Executor plugin interfacing Covalent with Slurm
https://covalent.xyz
Apache License 2.0
27 stars 6 forks source link

`prerun_commands` don't show up in the Slurm jobscript file #93

Closed Andrew-S-Rosen closed 4 months ago

Andrew-S-Rosen commented 4 months ago

Environment

What is happening?

Specifying prerun_commands in the SlurmExecutor does not result in the commands appear in the Slurm job script.

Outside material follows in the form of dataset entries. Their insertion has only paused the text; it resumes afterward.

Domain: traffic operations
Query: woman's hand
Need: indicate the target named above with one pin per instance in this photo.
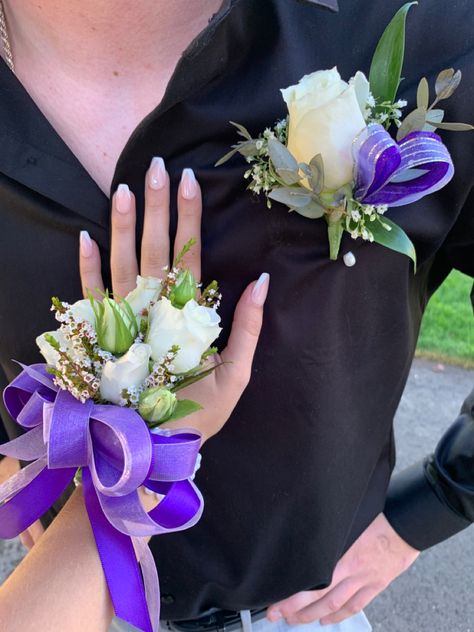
(219, 392)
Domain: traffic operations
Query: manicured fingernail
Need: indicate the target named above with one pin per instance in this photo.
(260, 289)
(123, 198)
(85, 244)
(157, 173)
(188, 184)
(274, 615)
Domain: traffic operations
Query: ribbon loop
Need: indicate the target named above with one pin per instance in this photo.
(399, 174)
(118, 454)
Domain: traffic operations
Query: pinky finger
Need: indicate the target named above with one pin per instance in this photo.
(356, 604)
(89, 265)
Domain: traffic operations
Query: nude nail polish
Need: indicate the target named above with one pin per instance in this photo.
(157, 173)
(85, 243)
(188, 184)
(260, 289)
(123, 198)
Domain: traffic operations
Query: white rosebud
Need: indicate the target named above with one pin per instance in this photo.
(129, 371)
(193, 328)
(349, 259)
(326, 115)
(147, 290)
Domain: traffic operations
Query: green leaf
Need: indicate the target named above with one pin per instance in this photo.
(455, 127)
(414, 122)
(313, 210)
(317, 173)
(280, 156)
(447, 82)
(294, 197)
(335, 232)
(184, 407)
(288, 176)
(394, 238)
(242, 130)
(195, 377)
(387, 62)
(423, 94)
(435, 117)
(227, 156)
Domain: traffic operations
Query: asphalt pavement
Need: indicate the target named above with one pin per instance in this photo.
(437, 593)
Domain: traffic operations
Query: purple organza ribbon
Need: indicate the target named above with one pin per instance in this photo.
(118, 454)
(396, 174)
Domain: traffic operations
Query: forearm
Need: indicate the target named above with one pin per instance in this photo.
(60, 585)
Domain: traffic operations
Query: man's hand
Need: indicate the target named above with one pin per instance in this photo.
(375, 559)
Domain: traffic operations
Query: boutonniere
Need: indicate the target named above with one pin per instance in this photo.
(333, 157)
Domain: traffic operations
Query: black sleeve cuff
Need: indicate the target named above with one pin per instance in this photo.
(417, 513)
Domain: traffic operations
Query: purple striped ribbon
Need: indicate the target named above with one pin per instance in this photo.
(118, 454)
(396, 174)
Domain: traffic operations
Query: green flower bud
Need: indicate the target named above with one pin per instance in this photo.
(157, 404)
(184, 289)
(116, 325)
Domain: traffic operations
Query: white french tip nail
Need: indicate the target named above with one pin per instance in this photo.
(349, 259)
(123, 198)
(157, 173)
(260, 289)
(188, 184)
(85, 243)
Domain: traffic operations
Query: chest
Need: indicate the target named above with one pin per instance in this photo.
(96, 122)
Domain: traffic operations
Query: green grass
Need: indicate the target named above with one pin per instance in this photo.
(447, 330)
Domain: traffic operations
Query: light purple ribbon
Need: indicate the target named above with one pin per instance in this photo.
(396, 174)
(118, 454)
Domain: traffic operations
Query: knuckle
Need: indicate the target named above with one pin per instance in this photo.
(334, 604)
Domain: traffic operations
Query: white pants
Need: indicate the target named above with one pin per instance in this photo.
(357, 623)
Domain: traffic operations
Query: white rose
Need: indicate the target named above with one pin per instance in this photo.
(326, 115)
(82, 310)
(129, 371)
(193, 328)
(147, 290)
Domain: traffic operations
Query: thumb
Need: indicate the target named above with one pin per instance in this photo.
(246, 329)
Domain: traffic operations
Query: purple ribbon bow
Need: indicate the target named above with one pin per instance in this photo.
(396, 174)
(118, 454)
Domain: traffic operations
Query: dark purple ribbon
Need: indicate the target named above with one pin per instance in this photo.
(118, 454)
(396, 174)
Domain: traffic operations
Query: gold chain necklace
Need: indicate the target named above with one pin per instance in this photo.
(6, 39)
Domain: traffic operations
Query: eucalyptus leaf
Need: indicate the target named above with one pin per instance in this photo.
(226, 157)
(387, 62)
(243, 131)
(288, 176)
(396, 239)
(414, 122)
(280, 156)
(313, 210)
(294, 197)
(435, 117)
(455, 127)
(423, 94)
(335, 232)
(248, 148)
(184, 407)
(446, 83)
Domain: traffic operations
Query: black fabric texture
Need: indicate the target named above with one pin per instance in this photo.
(303, 465)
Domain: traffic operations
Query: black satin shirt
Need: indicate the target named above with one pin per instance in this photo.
(304, 464)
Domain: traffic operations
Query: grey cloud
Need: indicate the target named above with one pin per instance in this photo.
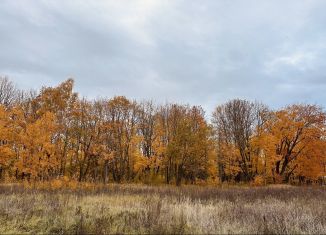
(183, 51)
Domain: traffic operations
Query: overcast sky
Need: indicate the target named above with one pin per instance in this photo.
(187, 51)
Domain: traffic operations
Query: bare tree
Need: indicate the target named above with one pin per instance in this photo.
(235, 123)
(8, 92)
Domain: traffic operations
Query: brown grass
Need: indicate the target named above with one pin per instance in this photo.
(165, 210)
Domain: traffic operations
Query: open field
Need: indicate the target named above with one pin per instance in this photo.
(164, 209)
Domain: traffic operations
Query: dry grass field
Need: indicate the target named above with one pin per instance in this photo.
(134, 209)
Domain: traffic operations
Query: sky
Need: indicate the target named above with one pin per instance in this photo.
(186, 51)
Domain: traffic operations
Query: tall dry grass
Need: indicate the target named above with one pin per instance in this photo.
(163, 210)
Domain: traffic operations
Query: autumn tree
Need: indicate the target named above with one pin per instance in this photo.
(235, 124)
(295, 141)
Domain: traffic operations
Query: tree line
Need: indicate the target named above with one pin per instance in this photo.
(54, 133)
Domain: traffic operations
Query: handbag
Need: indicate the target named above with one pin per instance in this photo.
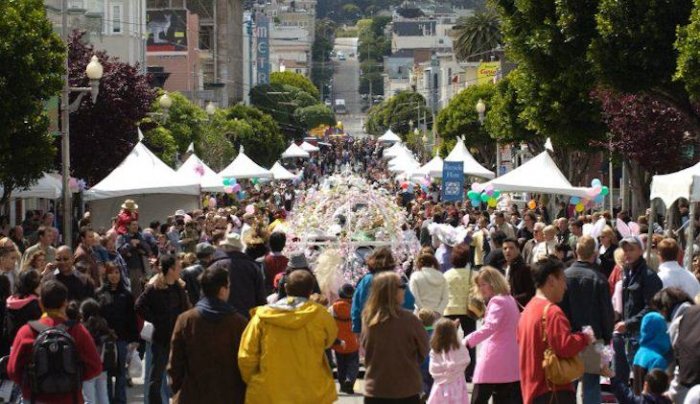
(558, 370)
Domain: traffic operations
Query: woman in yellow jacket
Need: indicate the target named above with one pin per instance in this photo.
(281, 356)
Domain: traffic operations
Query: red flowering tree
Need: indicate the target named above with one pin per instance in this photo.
(103, 134)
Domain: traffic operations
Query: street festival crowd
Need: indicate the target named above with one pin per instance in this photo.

How can we reproduce the issue?

Run a simple toy example with the prerun_commands keyword argument.

I used the example below:

import covalent as ct

executor = ct.executor.SlurmExecutor(
    username="rosen",
    address="perlmutter-p1.nersc.gov",
    ssh_key_file="/home/rosen/.ssh/nersc",
    cert_file="/home/rosen/.ssh/nersc-cert.pub",
    conda_env="covalent",
    options={
        "nodes": f"{n_nodes}",
        "qos": "debug",
        "constraint": "cpu",
        "account": "matgen",
        "job-name": "quacc",
        "time": "00:30:00",
    },
    remote_workdir="/pscratch/sd/r/rosen/quacc/",
    create_unique_workdir=True,
    use_srun=False,
    prerun_commands=[
        "module load vasp/6.4.1-cpu",
        f"export QUACC_VASP_PARALLEL_CMD='{vasp_parallel_cmd}'",
    ],
)

What should happen?

The prerun_commands should appear at the bottom of the job script, but they do not. The following was present for me:

#!/bin/bash
#SBATCH --nodes=1
#SBATCH --qos=debug
#SBATCH --constraint=cpu
#SBATCH --account=matgen
#SBATCH --job-name=quacc
#SBATCH --time=00:30:00
#SBATCH --parsable
#SBATCH --output=/pscratch/sd/r/rosen/quacc/94d1d3a5-8c42-4af3-b6f1-b6ee8126bea0/node_0/stdout-94d1d3a5-8c42-4af3-b6f1-b6ee8126bea0-0.log
#SBATCH --error=/pscratch/sd/r/rosen/quacc/94d1d3a5-8c42-4af3-b6f1-b6ee8126bea0/node_0/stderr-94d1d3a5-8c42-4af3-b6f1-b6ee8126bea0-0.log
#SBATCH --chdir=/pscratch/sd/r/rosen/quacc/94d1d3a5-8c42-4af3-b6f1-b6ee8126bea0/node_0

source $HOME/.bashrc

            conda activate covalent
            retval=$?
            if [ $retval -ne 0 ] ; then
                >&2 echo "Conda environment covalent is not present on the compute node. "                "Please create the environment and try again."
                exit 99
            fi

remote_py_version=$(python -c "print('.'.join(map(str, __import__('sys').version_info[:2])))")
if [[ "3.10" != $remote_py_version ]] ; then
  >&2 echo "Python version mismatch. Please install Python 3.10 in the compute environment."
  exit 199
fi

python /pscratch/sd/r/rosen/quacc/script-94d1d3a5-8c42-4af3-b6f1-b6ee8126bea0-0.py

wait

Note how there are no prerun commands here.

I have not yet tried the postrun_commands.

Any suggestions?

No response

Andrew-S-Rosen commented 4 months ago

I am unable to reproduce this issue with main.